Issues and Methods for Access, Storage, and Analysis of Data From Online Social Communities

Issues and Methods for Access, Storage, and Analysis of Data From Online Social Communities

Christopher John Quinn (Purdue University, USA), Matthew James Quinn (Williams College, USA), Alan Olinsky (Bryant University, USA) and John Thomas Quinn (Bryant University, USA)
DOI: 10.4018/978-1-5225-3142-5.ch015

Abstract

This chapter provides an overview for a number of important issues related to studying user interactions in an online social network. The approach of social network analysis is detailed along with important basic concepts for network models. The different ways of indicating influence within a network are provided by describing various measures such as degree centrality, betweenness centrality and closeness centrality. Network structure as represented by cliques and components with measures of connectedness defined by clustering and reciprocity are also included. With the large volume of data associated with social networks, the significance of data storage and sampling are discussed. Since verbal communication is significant within networks, textual analysis is reviewed with respect to classification techniques such as sentiment analysis and with respect to topic modeling specifically latent semantic analysis, probabilistic latent semantic analysis, latent Dirichlet allocation and alternatives. Another important area that is provided in detail is information diffusion.
Chapter Preview
Top

Introduction

Online social networks have become increasingly popular as a medium for information exchange and dialog for diverse communities. Twitter, a microblogging platform, has seen rapid growth and currently processes hundreds of millions of new messages each day with as many active users. Given the volume of activity and availability of data, there is a large amount of computational social science research investigating social networks and interactions in Twitter.

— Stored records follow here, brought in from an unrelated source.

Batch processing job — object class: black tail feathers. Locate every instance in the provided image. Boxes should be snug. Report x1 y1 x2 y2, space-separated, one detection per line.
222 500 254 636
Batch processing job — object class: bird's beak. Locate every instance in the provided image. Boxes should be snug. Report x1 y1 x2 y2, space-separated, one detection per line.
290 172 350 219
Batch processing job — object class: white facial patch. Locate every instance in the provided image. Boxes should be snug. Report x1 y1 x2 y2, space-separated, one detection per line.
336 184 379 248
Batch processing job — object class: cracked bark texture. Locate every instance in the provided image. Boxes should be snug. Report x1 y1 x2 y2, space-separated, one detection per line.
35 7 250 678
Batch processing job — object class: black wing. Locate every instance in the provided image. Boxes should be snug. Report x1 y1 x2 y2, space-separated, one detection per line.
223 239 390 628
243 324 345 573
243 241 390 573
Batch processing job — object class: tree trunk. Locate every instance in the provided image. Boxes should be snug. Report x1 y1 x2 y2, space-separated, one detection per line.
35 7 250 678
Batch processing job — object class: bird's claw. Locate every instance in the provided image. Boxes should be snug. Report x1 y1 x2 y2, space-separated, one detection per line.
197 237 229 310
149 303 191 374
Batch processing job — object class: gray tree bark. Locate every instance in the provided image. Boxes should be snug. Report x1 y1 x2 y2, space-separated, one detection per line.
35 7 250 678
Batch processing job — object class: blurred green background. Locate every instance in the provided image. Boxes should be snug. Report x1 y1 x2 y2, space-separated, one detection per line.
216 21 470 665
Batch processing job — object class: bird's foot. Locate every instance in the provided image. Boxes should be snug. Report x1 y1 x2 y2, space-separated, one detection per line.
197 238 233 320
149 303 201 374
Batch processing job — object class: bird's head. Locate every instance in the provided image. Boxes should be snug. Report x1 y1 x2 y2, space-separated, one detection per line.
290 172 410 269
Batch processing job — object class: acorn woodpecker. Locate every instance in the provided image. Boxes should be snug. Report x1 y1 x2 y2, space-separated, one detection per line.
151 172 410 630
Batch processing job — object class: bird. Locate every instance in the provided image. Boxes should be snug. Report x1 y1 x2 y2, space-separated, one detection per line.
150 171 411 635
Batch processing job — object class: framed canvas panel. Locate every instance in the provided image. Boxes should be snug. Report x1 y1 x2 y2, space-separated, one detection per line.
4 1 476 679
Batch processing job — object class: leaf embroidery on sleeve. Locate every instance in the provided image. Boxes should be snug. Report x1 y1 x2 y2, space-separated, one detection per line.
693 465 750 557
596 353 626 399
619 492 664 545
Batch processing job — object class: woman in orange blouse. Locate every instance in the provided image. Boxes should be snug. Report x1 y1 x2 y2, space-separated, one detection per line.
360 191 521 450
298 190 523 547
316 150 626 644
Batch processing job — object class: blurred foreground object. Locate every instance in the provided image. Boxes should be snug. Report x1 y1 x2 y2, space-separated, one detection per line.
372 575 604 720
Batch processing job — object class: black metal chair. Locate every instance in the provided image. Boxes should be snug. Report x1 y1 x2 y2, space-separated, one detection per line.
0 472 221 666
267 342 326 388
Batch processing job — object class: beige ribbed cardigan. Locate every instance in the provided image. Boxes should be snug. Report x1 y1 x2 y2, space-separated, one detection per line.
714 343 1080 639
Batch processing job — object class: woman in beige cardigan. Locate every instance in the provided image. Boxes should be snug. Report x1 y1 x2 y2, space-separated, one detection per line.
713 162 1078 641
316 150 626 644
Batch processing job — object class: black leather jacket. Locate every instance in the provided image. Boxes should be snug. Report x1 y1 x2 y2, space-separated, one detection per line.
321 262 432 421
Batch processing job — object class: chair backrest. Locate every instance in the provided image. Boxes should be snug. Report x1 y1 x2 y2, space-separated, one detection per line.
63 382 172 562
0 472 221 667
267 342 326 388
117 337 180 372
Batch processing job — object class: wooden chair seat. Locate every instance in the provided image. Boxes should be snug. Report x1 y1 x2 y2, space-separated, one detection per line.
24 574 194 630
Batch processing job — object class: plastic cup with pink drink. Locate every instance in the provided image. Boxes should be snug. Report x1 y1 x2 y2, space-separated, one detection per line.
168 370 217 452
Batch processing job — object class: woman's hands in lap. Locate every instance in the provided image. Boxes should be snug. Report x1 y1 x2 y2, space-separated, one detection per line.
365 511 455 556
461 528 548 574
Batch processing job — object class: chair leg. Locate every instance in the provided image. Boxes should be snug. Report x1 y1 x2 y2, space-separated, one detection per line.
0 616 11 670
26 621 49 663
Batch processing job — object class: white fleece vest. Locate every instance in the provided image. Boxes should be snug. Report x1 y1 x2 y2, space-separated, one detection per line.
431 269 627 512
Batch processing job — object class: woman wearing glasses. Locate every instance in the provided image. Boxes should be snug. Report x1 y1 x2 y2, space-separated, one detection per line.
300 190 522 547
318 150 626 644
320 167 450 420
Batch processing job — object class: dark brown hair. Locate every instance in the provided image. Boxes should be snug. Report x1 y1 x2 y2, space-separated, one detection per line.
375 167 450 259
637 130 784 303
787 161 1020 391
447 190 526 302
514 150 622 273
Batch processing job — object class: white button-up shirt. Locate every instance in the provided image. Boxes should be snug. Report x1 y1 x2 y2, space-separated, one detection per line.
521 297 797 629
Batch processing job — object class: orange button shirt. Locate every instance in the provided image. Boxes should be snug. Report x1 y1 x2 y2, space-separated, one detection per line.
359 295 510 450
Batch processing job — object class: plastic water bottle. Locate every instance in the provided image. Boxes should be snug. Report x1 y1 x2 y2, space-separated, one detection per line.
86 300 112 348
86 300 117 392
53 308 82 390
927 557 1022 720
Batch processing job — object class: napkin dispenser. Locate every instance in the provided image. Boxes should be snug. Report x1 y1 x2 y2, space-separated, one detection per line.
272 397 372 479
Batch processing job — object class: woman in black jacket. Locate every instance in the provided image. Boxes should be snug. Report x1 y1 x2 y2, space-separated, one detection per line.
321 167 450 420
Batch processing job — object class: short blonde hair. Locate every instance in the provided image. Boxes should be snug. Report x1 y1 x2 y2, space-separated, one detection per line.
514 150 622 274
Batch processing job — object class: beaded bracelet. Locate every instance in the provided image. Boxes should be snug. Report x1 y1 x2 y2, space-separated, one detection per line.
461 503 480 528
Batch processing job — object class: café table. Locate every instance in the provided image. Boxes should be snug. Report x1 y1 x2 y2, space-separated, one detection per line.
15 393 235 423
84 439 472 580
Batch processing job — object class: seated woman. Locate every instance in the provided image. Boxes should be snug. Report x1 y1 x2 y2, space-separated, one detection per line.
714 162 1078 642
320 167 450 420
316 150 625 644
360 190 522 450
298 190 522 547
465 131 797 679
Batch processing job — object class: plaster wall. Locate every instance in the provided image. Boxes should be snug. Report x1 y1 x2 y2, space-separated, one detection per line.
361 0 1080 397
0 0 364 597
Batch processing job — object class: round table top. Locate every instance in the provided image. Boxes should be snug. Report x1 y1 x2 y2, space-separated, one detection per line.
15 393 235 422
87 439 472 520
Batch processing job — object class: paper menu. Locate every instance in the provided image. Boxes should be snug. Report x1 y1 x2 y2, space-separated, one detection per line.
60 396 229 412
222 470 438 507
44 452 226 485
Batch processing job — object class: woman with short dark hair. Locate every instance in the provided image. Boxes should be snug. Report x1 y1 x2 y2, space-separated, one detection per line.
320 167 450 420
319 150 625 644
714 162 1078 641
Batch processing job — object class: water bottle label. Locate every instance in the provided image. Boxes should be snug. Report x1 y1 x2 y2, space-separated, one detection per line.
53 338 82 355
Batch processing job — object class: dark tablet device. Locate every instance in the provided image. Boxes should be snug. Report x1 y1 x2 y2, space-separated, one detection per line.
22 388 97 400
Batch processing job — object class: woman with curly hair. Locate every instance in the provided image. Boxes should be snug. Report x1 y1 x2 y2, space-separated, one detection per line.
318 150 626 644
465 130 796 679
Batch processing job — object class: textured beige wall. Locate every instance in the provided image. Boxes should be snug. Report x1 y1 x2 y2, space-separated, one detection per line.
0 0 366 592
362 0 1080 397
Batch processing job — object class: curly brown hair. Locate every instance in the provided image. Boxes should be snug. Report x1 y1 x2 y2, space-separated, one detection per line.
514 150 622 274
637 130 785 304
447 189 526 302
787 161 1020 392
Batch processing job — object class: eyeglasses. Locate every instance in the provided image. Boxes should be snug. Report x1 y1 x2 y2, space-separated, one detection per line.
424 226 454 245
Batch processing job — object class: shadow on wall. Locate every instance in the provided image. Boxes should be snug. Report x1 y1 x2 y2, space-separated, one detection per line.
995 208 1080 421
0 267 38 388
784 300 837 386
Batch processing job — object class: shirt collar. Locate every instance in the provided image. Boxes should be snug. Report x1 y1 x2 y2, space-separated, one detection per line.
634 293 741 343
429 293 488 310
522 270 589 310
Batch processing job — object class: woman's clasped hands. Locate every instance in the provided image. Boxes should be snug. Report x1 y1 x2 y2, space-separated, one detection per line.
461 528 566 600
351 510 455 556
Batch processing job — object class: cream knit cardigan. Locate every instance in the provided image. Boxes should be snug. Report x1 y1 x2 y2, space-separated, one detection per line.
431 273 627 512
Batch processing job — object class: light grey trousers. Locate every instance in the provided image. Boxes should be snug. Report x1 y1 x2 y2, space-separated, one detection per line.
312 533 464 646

Some questions aim to characterize the structural properties of the social graph or “who follows whom.” The follower model employed by Twitter facilitates celebrity-fan communities. For instance, as of June 2014, USA President Barack Obama and musician Lady Gaga both have over forty million followers yet follow less than one million. Professional basketball player LeBron James has over twelve million followers and follows about 250 accounts. However, the number of followers is only one statistic of the network. There is interest in exploring how the connections are structured. For instance, do the users who follow LeBron James follow each other or at least follow some other player in common? Could they be considered a community or are they too separated? Are the followers of Barack Obama or Lady Gaga better interconnected? This is important not only for understanding the common interests of users but also for how easily information might be shared between them.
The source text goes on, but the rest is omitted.